Hoi An, Vietnam
Hoi An, once known as Faifo, with more than 2,000 years of history, was the principal port of the Cham Kingdom. This place controlled the strategic spice trade with Indonesia from the 7th to the 10th century. Hoi An was also a major international port in the 16th and 17th centuries. And the foreign influences are discernible to this day.
The culture & heritage is mostly from the Cham people whose kingdom originally stretched from Hue South to Phan Thiet (South of Nha Trang) – the Champa’s most likely originally from Java. The original Cham political capital was Tra Kieu. And the commercial capital was Hoi An and the spiritual capital was My Son (Hindu). The Cham people were Hindu. By the 10th century, the influence of Arab traders to Hoi An resulted in some converting to become Muslims.
The second major influence was from the Chinese. The influence firstly came from the traders. But mainly by the escaping Ming Dynasty armies. They settled in Hoi An for some years, then moved further south and created Saigon as a major trading port.

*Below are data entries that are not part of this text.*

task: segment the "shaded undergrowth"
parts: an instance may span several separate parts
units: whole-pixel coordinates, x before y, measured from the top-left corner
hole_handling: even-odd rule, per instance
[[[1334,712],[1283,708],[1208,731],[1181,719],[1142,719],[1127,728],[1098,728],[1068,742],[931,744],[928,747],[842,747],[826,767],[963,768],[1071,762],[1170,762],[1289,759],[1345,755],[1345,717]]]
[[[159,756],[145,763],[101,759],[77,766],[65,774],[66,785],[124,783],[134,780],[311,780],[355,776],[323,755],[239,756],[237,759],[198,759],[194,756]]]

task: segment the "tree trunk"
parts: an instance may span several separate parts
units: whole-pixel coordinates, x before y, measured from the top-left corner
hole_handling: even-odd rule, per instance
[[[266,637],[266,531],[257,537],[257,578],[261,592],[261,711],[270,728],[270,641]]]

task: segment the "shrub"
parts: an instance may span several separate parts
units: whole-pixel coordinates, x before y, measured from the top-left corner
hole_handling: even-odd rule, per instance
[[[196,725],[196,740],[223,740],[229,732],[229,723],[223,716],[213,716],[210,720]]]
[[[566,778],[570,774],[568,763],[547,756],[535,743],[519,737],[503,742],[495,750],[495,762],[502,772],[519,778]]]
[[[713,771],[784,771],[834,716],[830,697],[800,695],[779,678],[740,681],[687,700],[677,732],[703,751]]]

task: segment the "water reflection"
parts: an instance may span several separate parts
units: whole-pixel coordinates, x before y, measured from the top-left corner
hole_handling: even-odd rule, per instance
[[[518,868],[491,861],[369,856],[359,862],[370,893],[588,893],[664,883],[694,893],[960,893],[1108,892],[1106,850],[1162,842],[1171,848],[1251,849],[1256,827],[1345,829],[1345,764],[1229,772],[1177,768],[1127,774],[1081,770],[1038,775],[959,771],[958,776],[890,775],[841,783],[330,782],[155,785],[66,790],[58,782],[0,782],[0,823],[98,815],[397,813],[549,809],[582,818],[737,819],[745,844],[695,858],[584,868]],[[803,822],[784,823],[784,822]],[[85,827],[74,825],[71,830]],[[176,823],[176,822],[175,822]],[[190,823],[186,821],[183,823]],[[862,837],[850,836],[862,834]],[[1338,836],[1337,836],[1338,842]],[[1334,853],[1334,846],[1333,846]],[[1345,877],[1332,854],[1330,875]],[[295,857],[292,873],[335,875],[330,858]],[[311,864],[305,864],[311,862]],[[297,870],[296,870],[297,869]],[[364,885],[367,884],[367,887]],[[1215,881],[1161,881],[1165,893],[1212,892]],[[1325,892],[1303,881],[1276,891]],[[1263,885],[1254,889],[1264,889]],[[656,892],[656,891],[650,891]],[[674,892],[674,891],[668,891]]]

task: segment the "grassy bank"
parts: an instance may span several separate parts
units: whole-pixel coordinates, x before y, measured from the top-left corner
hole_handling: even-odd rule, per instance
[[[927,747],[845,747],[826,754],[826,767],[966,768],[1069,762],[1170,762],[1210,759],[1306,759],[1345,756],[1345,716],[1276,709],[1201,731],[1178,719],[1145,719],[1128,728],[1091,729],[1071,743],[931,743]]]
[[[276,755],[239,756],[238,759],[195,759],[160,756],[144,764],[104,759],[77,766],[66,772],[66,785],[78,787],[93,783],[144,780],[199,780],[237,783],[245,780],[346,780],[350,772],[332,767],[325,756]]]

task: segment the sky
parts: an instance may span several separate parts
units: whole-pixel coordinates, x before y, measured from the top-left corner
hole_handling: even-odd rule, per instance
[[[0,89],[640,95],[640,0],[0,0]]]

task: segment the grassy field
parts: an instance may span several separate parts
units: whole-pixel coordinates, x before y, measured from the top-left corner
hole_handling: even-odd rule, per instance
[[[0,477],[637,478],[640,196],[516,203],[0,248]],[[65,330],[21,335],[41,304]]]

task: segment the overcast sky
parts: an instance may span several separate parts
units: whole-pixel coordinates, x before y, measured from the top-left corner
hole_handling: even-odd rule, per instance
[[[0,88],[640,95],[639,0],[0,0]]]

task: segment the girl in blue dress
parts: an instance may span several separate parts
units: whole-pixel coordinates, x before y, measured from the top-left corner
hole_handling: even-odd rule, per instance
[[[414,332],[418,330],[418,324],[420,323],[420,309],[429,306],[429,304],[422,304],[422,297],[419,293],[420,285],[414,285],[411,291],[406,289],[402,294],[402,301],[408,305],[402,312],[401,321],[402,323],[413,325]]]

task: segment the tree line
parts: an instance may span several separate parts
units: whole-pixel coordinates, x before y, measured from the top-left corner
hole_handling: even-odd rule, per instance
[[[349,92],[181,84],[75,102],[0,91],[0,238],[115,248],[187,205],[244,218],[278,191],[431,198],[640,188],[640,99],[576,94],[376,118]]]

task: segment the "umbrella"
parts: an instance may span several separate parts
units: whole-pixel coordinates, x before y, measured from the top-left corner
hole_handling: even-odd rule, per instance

The third and last major influence of culture & heritage was from the Vietnamese and is fairly recent and only came after the Cham lost control of this area. For a tourist wanting Vietnamese culture & heritage, Hue is a much better destination than Hoi An (but the weather is much rougher too!).
Although the marine industry was moved to Da Nang, the Old Town has always been the heart of the city. It is full of winding lanes and Chinese-styled shophouses which is particularly atmospheric when the sun goes down. Nowadays, most of the shops are for tourists. The architecture has been largely preserved, which is rarely taken in Vietnam. And the renovation has proceeded slowly and carefully. It’s mercifully absent of towering concrete blocks and karaoke parlors.
River in Hoi An
The culture & heritage that UNESCO World Heritage Site status for Hoi An Ancient Town was trying to preserve has long since gone. When Hoi An received the UNESCO WHS status in 1999, there has been a massive increase in tourism since then. The community sold most of the houses to speculators and shop owners who use them for commercial purposes. The former community, and with it their culture and heritage have gone. And in their places are endless indistinguishable shops, restaurants, art galleries, etc. There are literally hundreds of tailor shops in Hoi An.
UNESCO Biosphere Reserve status also applies for Hoi An Ancient Town. But in reality, like many other UNESCO statuses, this is not being cherished by site management.
The main thoroughfare in the Old Town is Tran Phu. Just south of the Old Town, across the Thu Bon River, are the islands of An Hoi to the west, reachable via Hai Ba Trung, and Cam Nam to the east, reachable via Hoang Dieu.
Hoi An is famous for clothing and shoes, with more than 600 shops catering to a very limited pool of tourists. Taking a walk to some streets outside the old town, you will see the clothing workshop opening 24/7 for shopping.